Below are the documentaries which will each be split into two parts.
30 July & 6 August: Altered States - Love Without Limits
For hundreds of years, romantic relationships in western society have been based on the idea of monogamy: two people, together, for ever. But with nearly half of all US marriages ending in divorce, perhaps the traditional model is no longer fit for purpose. In Love Without Limits, Louis travels to Portland, Oregon, the heart of a movement seeking to rewrite the rulebook on how we conduct intimate relationships and experience family life. Portland, whose city motto is 'Keep Portland Weird', is seen as the US capital of polyamory and ethical non-monogamy, the practice of openly and transparently having multiple relationships that go further than just sex. Louis embeds himself with families who have made the bold decision to open up their relationships in a number of different ways, whether inviting others into existing relationships or allowing partners to seek romance elsewhere. He discovers that for many, more partners means more love and more happiness. But for others, multiple relationships have led to jealousy, upset and broken hearts.
13 & 20 August: Talking Anorexia
Louis Theroux embeds himself in two of London's biggest adult eating-disorder treatment facilities: St Ann's Hospital and Vincent Square Clinic. He meets women of all ages and at various stages of their illness, accompanying them through an enforced daily routine of scheduled eating, weigh-ins and group therapy sessions.
27 August & 3 September: LA Stories - Among Sex Offenders
California is tough on its sex offenders even when they have served time for their offences. Under strict parole conditions they are tagged and served with severe restrictions on their lives. Placed on a register, anyone can find out their identity and learn about their past crimes. They cannot live near parks or schools and many are separated from their families. Louis enters the twilight world of hostels and homelessness and questions the purpose and effects of these laws. Is it really right to cut off any chance of redemption or is the public actually well served by these controls?
10 & 17 September: The Night In Question
Louis Theroux heads to American college campuses and comes face-to-face with students whose universities are accusing them of sexual assault. As reports of sexual violence have dramatically increased in recent years, the government has urged US colleges to enforce a stricter code of sexual conduct amongst students. Employing specialist administrators to carry out investigations into alleged misdemeanours, they now have the power to permanently exclude those they deem 'responsible'. For the victims of sexual assault these new processes, which require less stringent levels of proof than criminal cases, have allowed accusations that might have never been heard in a court of law to be vindicated.

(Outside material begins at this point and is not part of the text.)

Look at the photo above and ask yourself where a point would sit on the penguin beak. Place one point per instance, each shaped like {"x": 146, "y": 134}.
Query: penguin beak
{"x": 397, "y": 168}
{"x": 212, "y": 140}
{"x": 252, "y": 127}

But alleged perpetrators believe the attempt to be more vigilant about rape and assault has turned into an overreaction that tramples on due process, and harms innocent people. At the start of this journey, Louis meets a neuroscience major called Saif Khan, who has been accused of raping a fellow student. His University is investigating the claims separately even though Saif has been found not-guilty in a court of law. Though Saif continuously pleads his innocence, Louis is drawn into an increasingly complex world, where separating fact from fiction becomes increasingly challenging. He also meets young women whose claims of sexual assault have previously fallen on deaf ears, who believe that a new approach to handling allegations of sex crimes is not only necessary but long overdue. One such student is Mollie Johnson, whose experience is a powerful reminder that there is now a broader understanding of what sexual assault looks like.